Até agora, este era um encargo da fornecedora do serviço, neste caso a EDP, que tinha de assumir nas suas contas estas perdas. As propostas da ERSE (Entidade Reguladora dos Serviços Energéticos) para próximo período regulatório de 2009 a 2011, que se encontram em discussão públicas, prevêem que os encargos com os maus pagadores passem a ser parcialmente transferidos para as facturas de todos os clientes de electricidade, tal como o DN noticiou ontem.
Jorge Morgado, secretário-geral da DECO, considera que esta medida pode ser positiva para os clientes, na medida em que aumenta a transparência dos custos a pagar pelas tarifas do serviço de fornecimento de electricidade. A DECO conhece esta proposta, e apesar de concordar com o princípio, ainda não tem uma posição sobre a matéria. O responsável da associação, que faz parte do Conselho Tarifário da electricidade, diz que dependerá da fatia de custos que vier a ser cobrada aos clientes.
Jorge Morgado lembra que em outros sectores, como a banca, os seguros e até a água, os clientes cumpridores já pagam os encargos que os fornecedores do serviço têm com os incumpridores.

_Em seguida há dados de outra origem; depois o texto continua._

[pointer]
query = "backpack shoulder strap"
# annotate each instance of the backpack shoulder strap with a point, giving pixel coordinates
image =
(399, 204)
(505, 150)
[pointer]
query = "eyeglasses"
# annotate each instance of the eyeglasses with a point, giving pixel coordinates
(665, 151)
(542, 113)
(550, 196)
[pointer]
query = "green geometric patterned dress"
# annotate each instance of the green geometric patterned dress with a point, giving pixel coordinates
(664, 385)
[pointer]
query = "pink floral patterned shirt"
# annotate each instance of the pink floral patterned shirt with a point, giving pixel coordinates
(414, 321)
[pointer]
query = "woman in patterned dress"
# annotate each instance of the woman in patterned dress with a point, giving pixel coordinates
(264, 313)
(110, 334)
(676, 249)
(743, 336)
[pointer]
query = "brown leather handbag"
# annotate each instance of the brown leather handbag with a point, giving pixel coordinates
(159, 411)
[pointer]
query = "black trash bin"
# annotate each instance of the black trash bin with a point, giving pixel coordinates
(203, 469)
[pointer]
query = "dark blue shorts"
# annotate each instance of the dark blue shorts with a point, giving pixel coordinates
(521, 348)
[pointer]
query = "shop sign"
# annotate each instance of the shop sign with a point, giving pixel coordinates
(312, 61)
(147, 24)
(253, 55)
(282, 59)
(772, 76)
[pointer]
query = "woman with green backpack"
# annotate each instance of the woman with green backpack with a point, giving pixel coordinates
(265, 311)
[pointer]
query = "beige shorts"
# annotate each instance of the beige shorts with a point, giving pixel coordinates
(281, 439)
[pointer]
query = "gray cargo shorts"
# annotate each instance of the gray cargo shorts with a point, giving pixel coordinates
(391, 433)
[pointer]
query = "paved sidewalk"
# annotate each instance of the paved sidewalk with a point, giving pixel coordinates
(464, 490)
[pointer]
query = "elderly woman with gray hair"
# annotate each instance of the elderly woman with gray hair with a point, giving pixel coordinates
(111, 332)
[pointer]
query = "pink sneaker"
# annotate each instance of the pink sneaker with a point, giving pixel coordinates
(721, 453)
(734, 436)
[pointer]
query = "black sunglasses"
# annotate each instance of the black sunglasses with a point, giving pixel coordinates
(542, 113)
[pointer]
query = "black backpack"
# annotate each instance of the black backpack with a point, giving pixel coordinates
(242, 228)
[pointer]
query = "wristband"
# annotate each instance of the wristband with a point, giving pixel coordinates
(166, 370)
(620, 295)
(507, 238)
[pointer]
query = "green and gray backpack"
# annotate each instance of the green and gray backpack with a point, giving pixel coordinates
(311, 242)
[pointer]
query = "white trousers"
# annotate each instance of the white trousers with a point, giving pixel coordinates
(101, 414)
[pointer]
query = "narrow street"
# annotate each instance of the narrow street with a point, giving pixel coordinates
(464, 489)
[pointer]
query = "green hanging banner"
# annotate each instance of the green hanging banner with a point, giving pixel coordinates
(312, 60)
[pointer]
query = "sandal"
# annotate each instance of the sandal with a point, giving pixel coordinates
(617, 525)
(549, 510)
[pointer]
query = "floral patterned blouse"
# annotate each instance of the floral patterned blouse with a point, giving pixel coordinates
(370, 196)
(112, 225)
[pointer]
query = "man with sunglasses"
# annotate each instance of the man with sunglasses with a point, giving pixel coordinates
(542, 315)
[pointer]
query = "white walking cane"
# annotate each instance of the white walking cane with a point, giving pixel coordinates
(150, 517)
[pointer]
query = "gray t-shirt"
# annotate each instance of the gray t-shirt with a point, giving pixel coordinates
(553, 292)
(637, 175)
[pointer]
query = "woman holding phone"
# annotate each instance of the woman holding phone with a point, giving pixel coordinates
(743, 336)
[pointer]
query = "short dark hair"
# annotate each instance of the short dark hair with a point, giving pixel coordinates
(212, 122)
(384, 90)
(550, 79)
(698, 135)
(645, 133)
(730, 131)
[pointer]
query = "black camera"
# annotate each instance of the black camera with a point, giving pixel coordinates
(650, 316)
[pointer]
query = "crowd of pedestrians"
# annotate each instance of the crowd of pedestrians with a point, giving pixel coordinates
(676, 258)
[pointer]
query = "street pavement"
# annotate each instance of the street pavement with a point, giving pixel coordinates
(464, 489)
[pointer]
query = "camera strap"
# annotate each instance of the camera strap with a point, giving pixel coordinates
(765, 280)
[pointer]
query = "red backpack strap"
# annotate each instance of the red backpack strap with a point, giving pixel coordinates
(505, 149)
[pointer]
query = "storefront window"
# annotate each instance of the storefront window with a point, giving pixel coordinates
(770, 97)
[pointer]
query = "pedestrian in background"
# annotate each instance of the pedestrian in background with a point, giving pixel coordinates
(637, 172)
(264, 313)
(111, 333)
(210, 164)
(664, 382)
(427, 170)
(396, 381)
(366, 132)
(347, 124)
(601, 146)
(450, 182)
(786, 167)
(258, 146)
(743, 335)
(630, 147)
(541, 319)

No caso da banca, exemplifica, a subida do crédito mal parado traduz-se num aumento dos spreads dos empréstimos que todos os clientes têm de pagar. É preferível, acrescenta, que o regulador defina claramente esse custo e negoceie com a empresa, neste caso a EDP, para chegar a um acordo sobre a percentagem do encargo terá que ser assumida pelo clientes, através das tarifas, e qual o encargo que fica para o fornecedor do serviço. O secretário-geral da DECO considera ainda normal que os clientes pagadores acabem por subsidiar os que não pagam, desde que as regras para transferir esses custos sejam claras.
No caso da electricidade, o valor das dívidas incobráveis não tem ultrapassado os 0,2% ou 0,3% do total do volume de facturação total correspondente às vendas de electricidade. No ano passado, esse valor foi da ordem dos 12,5 milhões de euros e este ano, de acordo com as previsões, da ERSE, deverá aumentar para 13,6 milhões de euros. Se metade desse encargo passar para os quase seis milhões de clientes da EDP em 2009, cada um teria de pagar cerca de um euro a mais na factura anual.
Esta é uma das propostas para o novo período regulatório que só serão aprovadas até 15 de Outubro. A fixação de metas de eficiência à gestão da REN (Redes Energéticas Nacionais) para estimular uma redução dos custos do transporte, em benefício do consumidor, são outra mudança importante em discussão.